I pace back to the table, checking the screens again, needing something solid. The feeds show nothing—empty desert, still night—but my focus frays, slipping back to her.
She doesn’t move, just watches me, leaning against the couch like she owns the room. Her hair falls messy over her bare shoulder, silk catching the light, tempting me to look longer.
“You almost died tonight,” I say, turning to her, voice quieter now, but still sharp. “And you’re acting like it’s nothing.”
“It’s not nothing,” she says, pushing off the couch, stepping closer. “It’s everything. And you felt it too.”
I shake my head, stepping back, boots loud on the cement. “I felt you dragging us into a fire,” I say, pointing at her. “That’s what I felt.”
She closes the gap again, relentless. “And you didn’t pull away,” she says, voice steady, eyes locked on mine. “You ran with me.”
I stop, chest tight, staring her down. “Because I had to,” I say, voice rough, barely holding steady. “Not because I wanted to.”
“Liar,” she says, stepping so close I feel her breath. “You’re here because you want to be.”
The wind rattles the door, a low howl cutting through the quiet. My hands flex, restless, caught between wanting to fight her and wanting her closer.
“You’re reckless,” I say, voice dropping, almost a growl. “And it’s going to break us.”
“Maybe,” she says, holding my gaze, unflinching. “But you’re still holding on.”
I turn away, pacing toward the screens again, needing distance. The lamp flickers, casting jagged shadows, and I feel her eyes on my back, burning through me.
The fight fizzles out, leaving a heavy quiet in its wake. Exhaustion settles over us, thick and unrelenting, pressing down on the cramped safehouse. I lean against the table, hands braced on the edge, staring at the screens that show nothing but desert dark.
Sylvara slides down to the floor, her back hitting the wall with a soft thud. She pulls her knees up, torn silk pooling around her thighs, barefoot and still. The lamp casts a faint halo over her, flickering unsteady.
She speaks, voice soft and low. “That Monet? I copied the original when I was nine. My father framed it in our hallway, said it was better than the real thing.”
I glance at her, caught by the way her words hang there, fragile but sharp. Her eyes stay on the floor, tracing cracks in the cement, lost somewhere I can’t follow.

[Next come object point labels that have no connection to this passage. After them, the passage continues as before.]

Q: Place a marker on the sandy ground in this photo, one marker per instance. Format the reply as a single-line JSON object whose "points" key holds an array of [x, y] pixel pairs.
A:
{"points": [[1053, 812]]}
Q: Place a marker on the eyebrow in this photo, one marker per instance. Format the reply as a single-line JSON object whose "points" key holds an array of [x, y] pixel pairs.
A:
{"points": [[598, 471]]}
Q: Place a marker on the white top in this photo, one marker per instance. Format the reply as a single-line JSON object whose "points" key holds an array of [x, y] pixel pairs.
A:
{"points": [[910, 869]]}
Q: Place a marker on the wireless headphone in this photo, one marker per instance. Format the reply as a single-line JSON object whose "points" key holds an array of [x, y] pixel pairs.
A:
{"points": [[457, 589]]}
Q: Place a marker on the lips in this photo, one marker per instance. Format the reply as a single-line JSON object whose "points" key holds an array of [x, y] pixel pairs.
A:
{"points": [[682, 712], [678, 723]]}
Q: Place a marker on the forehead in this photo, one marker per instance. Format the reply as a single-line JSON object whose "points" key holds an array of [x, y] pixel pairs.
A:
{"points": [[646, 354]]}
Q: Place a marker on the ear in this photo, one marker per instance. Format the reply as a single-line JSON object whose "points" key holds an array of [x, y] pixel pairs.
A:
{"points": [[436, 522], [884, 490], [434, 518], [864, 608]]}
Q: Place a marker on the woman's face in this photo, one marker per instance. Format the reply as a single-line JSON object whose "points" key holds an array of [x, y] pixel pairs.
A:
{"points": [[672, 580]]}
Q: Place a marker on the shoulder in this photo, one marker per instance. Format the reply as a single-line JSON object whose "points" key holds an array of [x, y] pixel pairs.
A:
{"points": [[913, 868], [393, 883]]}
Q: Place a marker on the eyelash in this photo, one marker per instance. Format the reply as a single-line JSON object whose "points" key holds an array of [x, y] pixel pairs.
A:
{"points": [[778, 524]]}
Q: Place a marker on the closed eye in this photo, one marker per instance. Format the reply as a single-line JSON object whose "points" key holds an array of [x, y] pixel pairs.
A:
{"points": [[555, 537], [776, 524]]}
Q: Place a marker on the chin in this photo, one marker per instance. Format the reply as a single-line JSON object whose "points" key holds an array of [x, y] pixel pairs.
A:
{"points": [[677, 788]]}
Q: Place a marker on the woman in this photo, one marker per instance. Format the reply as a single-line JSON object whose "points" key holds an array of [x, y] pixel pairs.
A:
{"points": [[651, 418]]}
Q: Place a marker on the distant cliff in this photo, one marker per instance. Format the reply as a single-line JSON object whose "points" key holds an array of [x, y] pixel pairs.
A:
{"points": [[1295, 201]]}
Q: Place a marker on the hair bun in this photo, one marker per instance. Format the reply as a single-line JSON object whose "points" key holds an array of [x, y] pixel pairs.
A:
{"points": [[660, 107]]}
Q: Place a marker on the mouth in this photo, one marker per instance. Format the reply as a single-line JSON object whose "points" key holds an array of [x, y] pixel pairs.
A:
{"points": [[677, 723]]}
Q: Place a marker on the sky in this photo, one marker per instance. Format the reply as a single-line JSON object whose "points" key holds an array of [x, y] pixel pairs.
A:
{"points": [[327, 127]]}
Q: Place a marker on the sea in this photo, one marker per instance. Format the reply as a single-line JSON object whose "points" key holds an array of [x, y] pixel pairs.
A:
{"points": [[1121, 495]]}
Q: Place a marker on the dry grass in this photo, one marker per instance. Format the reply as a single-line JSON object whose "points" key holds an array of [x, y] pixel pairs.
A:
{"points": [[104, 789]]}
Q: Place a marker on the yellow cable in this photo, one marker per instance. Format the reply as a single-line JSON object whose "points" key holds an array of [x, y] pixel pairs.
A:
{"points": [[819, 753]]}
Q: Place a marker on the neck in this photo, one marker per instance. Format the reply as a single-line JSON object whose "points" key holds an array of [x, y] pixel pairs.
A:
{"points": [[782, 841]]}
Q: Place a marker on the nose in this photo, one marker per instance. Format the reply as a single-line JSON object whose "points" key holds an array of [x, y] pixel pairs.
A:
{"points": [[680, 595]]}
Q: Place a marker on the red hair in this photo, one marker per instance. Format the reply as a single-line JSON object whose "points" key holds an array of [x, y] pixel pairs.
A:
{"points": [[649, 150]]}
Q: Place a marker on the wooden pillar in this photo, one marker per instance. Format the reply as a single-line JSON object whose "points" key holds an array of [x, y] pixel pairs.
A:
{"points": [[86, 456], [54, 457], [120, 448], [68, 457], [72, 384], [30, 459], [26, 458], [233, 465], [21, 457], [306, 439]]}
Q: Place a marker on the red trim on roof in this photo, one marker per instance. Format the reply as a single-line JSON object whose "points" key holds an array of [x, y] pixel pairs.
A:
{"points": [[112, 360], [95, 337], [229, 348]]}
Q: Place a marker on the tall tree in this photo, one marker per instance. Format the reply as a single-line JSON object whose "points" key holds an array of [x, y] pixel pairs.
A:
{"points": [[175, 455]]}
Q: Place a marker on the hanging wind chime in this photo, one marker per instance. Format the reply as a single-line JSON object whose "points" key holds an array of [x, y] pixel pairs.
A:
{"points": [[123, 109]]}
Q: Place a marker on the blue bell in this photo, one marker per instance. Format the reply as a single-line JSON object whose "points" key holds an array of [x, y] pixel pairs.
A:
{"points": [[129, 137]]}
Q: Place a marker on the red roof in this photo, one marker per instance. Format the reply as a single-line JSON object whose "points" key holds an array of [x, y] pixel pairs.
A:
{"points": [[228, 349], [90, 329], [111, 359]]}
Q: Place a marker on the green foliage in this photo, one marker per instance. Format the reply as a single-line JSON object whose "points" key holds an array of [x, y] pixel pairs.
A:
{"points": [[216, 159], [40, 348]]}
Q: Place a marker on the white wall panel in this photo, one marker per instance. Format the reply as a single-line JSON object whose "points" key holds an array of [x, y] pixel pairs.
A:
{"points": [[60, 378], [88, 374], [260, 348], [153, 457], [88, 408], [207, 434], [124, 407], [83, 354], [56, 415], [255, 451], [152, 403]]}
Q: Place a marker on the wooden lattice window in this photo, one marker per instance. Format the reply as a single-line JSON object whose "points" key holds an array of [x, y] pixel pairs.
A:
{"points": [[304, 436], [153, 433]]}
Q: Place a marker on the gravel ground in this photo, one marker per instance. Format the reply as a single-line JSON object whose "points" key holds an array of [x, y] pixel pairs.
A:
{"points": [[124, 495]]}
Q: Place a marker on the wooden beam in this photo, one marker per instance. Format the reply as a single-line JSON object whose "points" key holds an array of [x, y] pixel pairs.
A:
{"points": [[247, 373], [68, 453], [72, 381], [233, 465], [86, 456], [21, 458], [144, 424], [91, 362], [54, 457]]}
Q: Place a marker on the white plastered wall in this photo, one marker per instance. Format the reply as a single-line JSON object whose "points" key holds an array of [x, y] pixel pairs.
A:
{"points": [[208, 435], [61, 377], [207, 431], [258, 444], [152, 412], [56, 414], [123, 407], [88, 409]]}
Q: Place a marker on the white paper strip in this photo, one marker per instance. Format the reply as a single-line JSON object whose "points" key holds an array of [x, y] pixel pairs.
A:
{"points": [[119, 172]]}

I turn to the table, grabbing a bottle of whiskey from the stash. My hands move slow, pouring a splash into a chipped glass. I don’t drink, just hold it, letting the burn of the scent fill my nose.
“I was fifteen,” I say, voice rough, breaking the stretch of quiet. “First job for the Veyras. Pulled the trigger before I’d even kissed a girl.”
She lifts her head, eyes finding mine across the room. They’re wide, searching, cutting through the shadows. “Did it change you?” she asks, voice barely above a whisper.
I set the glass down, untouched, my fingers lingering on the rim. “No,” I say, meeting her gaze. “But it killed who I might’ve been.”
Her lips part, then close, like she’s tasting the weight of that. The safehouse feels smaller, walls crowding in, the lamp buzzing faint overhead. Outside, the wind rattles the door, a low moan against the stillness.
She shifts, stretching her legs out, silk catching on the rough floor. “We were raised to be weapons,” she says, voice steady now, eyes locked on mine.
I step closer, boots scuffing loud in the hush. “Then why do I feel like a shield around you?” I say, the words slipping out raw, unguarded.
Her breath catches, just enough to notice. She leans her head back against the wall, staring up at me, and I see it—something cracks open in her, mirroring me.
I move nearer, dropping to a crouch in front of her. My hands rest on my knees, close but not touching. I was trained to lie. But not to her. Not tonight.
She reaches out, fingers hovering near the scar on my side, the one peeking through my torn shirt. Her touch brushes the air above it, warm and close, and I flinch—not from pain, but from how near she is.
Her hand pauses, trembling faint, then drops back to her lap. My chest tightens, a pull I can’t name tugging me toward her. I lean in, drawn by her heat, her breath, the way her eyes hold me.
She tilts forward too, hair falling loose over her shoulder, lips close enough I feel their warmth. The space between us shrinks, electric and bare, stripping us down to what’s real.
It’s too much—too raw, too open. I pull back sharp, standing fast, boots scraping the floor. She recoils too, pressing harder against the wall, like we both touched fire.
I turn away, pacing toward the table, hands flexing restless. My heart hammers, loud in my ears, drowning out the crickets chirping beyond the boards.